BERLIN (Reuters) - The number of cars whose carbon emissions Volkswagen (VOWG_p.DE) understated is far fewer than feared, it said on Wednesday, providing some relief for the automaker as it battles a wider diesel-emissions scandal affecting 11 million cars worldwide.
Volkswagen said only about 36,000 vehicles were affected, far fewer than the 800,000 for which it said last month it had understated CO2 emissions and consequently their fuel usage.
"Only a small number of the model variants of new cars will have the catalogue (CO2) figure slightly adjusted," VW said.
Shares in Volkswagen jumped 5.6 percent to 131.05 euros by 1213 GMT.
The crisis at Europe's largest automaker initially centered on software in diesel cars for which VW admitted it had understated their real emissions of nitrogen oxide.
On Nov. 3, VW said it had also falsified fuel consumption and CO2 emissions in petrol cars sold mainly in Europe, and was expecting costs of at least 2 billion euros ($2.2 billion) including compensation payments to customers.
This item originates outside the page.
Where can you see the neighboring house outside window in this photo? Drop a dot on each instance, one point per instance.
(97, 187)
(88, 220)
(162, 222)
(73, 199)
"The negative impact on earnings... has not been confirmed," VW said. "Whether we will have a minor economic impact depends on the results of the remeasurement exercise."
NordLB analyst Frank Schope, who recommends selling the stock, said: "The scale of VW's problems appears to be declining."
VW's supervisory board is meeting on Wednesday to discuss the state of investigations into the malfeasances.
It will also hear from the top executive of its Audi unit what steps he plans to take to fix luxury diesel cars fitted with software found to have enabled its engines to evade U.S. emissions limits.
Consumers have been deterred from making purchases because of the CO2 cheating, works council chief Bernd Osterloh has said, adding to already falling demand for its cars in China and Latin America.
NordLB's Schope predicted the group's global sales would fall as much as 4 percent worldwide next year in a market that looks set to grow by the same margin.